The primary aim of this project is to extend the range of problems which can be effectively addressed by sampling from ‘ensembles’, probability distributions of the state of a system, of large numbers of interacting points or ‘particles’.

These 'Sequential Monte Carlo methods' (see 'Explaining the science') have proved extremely successful in many settings. However, there are some difficulties with the scaling of these methods to problems where there are very large datasets with a large number of unknowns, which often arise in data science in general and data-centric engineering in particular.

An example of this is in medical imaging - a PET image of single subject in a single scan might consist of 250k time series, so analysing each of those separately, a currently common approach, means that 250k problems must be solved for every image.

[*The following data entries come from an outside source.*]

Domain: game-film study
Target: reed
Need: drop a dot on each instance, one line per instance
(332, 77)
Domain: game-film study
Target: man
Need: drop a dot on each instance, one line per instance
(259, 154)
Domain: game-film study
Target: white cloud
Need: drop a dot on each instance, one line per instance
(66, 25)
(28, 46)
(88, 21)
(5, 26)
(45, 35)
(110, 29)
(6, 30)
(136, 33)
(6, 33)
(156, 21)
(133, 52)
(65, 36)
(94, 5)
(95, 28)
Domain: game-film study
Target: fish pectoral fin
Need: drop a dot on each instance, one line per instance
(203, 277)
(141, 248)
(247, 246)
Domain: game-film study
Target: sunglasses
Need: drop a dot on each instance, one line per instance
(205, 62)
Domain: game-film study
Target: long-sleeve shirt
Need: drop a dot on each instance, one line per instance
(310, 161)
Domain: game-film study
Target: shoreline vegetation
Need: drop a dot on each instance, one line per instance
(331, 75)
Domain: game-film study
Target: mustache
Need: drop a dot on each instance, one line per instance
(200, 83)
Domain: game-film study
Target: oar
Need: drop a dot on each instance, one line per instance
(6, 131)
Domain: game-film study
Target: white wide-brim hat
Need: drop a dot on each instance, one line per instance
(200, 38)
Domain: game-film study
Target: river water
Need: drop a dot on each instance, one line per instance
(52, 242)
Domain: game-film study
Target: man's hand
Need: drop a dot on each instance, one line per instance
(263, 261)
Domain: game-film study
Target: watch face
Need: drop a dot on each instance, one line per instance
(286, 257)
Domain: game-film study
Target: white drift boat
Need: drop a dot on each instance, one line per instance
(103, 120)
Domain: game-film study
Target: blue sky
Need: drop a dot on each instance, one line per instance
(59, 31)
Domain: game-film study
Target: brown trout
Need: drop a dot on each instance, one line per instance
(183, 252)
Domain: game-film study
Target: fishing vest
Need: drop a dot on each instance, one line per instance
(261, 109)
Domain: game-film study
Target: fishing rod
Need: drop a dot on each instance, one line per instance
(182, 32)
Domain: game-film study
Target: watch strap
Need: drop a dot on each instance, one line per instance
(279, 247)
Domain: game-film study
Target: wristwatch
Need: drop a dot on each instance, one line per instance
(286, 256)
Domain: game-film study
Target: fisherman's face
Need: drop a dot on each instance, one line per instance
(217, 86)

The project has three main aims:

- To improve understanding of ensemble-based methods in the context of data-centric engineering and related disciplines via theoretical analysis.
- To leverage that understanding to develop methods which scale better to big data problems, distributed, high-performance computing architectures, and large data sets.
- To use the resulting methods to answer question arising in data-centric engineering.

## Applications

Existing application areas for the types of methods being investigated are diverse including, for example, neuroimaging, ray-tracing and autonomous navigation as well as the numerical solution of (and uncertainty quantification for) differential equation systems. Improvements to methodology, and the understanding of that methodology, can be expected to have consequences throughout these and many other areas.

The researchers are working with population biologists to use the techniques they’ve developed in their field to answer questions which arise in the contexts that this project is pursuing.

It is anticipated that real problems arising in a variety of urban process contexts will be addressed using the methods developed and understood.